In 2010, the Citizens Archive of Pakistan [CAP], in collaboration with Routes2Roots, an Indian non-profit organisation working for peace and dialogue between Pakistan and India, introduced “Exchange for Change” (EFC), an interactive exchange between 2400 school children of Pakistan and India. The idea is to open avenues for students within Pakistan and India for dialogue and understanding of a shared history and culture.
Explaining the project further, Shahzada informed the audience that the program has also helped the students of both countries acquire a clearer understanding of their shared history, culture and lifestyle.
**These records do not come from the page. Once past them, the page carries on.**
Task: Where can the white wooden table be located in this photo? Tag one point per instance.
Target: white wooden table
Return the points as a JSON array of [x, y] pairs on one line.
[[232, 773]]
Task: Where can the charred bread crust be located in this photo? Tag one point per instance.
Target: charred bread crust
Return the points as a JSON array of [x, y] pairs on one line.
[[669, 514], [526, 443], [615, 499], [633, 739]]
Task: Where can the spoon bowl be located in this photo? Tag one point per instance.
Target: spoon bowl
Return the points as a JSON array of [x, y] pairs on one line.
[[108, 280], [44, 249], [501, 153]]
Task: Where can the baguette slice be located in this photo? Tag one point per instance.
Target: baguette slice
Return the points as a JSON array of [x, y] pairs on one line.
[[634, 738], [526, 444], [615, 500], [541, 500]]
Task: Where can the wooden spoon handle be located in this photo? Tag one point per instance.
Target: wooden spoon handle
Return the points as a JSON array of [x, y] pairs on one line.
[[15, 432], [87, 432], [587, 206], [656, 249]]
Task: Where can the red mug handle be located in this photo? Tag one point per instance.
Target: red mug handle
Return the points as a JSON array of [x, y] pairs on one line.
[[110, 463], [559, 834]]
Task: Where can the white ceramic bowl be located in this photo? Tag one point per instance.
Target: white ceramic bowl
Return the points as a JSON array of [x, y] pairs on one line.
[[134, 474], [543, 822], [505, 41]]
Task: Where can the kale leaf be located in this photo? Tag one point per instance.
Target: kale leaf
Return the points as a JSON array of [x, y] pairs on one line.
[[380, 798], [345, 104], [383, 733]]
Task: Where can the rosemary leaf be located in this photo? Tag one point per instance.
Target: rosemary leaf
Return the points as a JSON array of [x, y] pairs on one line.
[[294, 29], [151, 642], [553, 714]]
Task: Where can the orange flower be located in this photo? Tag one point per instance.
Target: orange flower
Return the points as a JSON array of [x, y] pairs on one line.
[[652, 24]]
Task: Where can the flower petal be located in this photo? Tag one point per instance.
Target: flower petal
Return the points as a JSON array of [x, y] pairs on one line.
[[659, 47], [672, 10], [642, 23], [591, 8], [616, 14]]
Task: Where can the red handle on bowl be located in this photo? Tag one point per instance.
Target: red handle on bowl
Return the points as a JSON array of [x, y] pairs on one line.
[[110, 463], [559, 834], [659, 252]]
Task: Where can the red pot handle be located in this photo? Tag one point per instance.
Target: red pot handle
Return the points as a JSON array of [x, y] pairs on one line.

So, far during the projects life, a continuous exchange of letters, postcards, photographs, oral histories and a visit to Dehli and Lahore has helped dispel misinformation and encourage students to form their own opinions.
During the projects year-long life, a few analysis were made in between and after the project got completed that how interactions lead to a positive change in restructuring misconceptions and bringing about a change in perceptions and how before the project students across the borders looked at each other in a hostile manner, while after participating in EFC, 54 per cent said that their opinion about India has been positively changed.
Around 10 schools will participate from India and Pakistan both in this year’s round of EFC exchanging letters, photos and videos. At the end a 40-member delegation will visit India and Pakistan both.
With Ali Zafar being the chief guest at the event the media was seen going wild with clicks, pushing to get the best possible footage for themselves. Zafar shared his experience in India and how much Indians love the music of our country, our food and the beauty of our people. He further added that the future of the relationship between the two countries depends on what the young generation feels about their neighbours.
And this perhaps is why the exchange is important, so that the youth can get to know each other, each others customs, ideas, beliefs, and biases. Initiative such as these could one day help in removing such biases and other obstacles we have created in our own paths for decades.